The Conservatives would want to keep the situation as it is. Labour would want to defend the position when the state used to pay for the post to everyone, but then would do nothing about it in government.

Whitehall would suggest some tiny reforms – a version of Ofcom, perhaps, which would make sure that the charges stayed ‘reasonable’ and ‘evidence-based’.

The IEA and the Policy Exchange would no doubt look to the American think-tanks and propose a ‘market-based’ system which would allow competing mail systems to charge a sliding scale, with discounts for heavy users of the mail, extra charges for people who wanted their letters faster, and rising incrementally in the cold weather or for impoverished receivers.

Did Hill draw a line between all of those to find the right centrist compromise? As we know, he didn’t. He proposed a new postal service altogether, paid for by the senders not the receivers, at a flat rate that did not disadvantage people who lived further from the centre.

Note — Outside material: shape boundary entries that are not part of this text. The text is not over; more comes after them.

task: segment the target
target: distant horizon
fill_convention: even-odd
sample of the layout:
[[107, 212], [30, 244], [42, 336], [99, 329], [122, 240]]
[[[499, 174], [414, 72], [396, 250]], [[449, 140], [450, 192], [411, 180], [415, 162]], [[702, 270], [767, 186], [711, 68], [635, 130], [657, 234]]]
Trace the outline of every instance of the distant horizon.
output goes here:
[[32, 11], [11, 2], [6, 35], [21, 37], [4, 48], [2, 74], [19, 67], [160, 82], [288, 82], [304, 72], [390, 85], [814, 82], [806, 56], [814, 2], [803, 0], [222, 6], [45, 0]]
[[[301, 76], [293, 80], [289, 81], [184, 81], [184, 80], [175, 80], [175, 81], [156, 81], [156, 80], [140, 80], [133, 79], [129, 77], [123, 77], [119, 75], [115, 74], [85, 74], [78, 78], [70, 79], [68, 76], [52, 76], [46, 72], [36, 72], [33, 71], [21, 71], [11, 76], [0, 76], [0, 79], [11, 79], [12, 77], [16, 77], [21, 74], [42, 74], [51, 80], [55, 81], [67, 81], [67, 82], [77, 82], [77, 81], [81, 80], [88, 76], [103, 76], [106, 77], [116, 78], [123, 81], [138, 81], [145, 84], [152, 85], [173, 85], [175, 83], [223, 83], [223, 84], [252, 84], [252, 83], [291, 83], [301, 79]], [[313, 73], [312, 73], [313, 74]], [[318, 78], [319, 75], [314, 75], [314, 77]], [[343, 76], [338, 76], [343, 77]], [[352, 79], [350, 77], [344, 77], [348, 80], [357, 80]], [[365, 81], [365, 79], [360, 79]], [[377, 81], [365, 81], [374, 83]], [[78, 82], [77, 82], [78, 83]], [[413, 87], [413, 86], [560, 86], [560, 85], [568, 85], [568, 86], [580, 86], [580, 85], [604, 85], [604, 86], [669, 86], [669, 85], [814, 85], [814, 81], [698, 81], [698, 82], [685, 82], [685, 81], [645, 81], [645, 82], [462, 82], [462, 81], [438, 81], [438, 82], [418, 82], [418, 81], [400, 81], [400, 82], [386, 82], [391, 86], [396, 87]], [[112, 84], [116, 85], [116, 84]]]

He did this partly for the sake of ordinary people to give them access t the main communication system, and partly also for the sake of entrepreneurs.

It was emphatically the right decision, and made a whole new level of small business possible. It made long-distance relationships possible and basic communication affordable.

Of course, his proposals were roundly condemned in the House of Lords as “devoid of facts”. Facts, as we know from reading Hard Times, was Victorian for ‘evidence-based’.

Conclusion: Liberal solutions, solutions which set people free, are not compromises with the status quo. They are more often radical ones.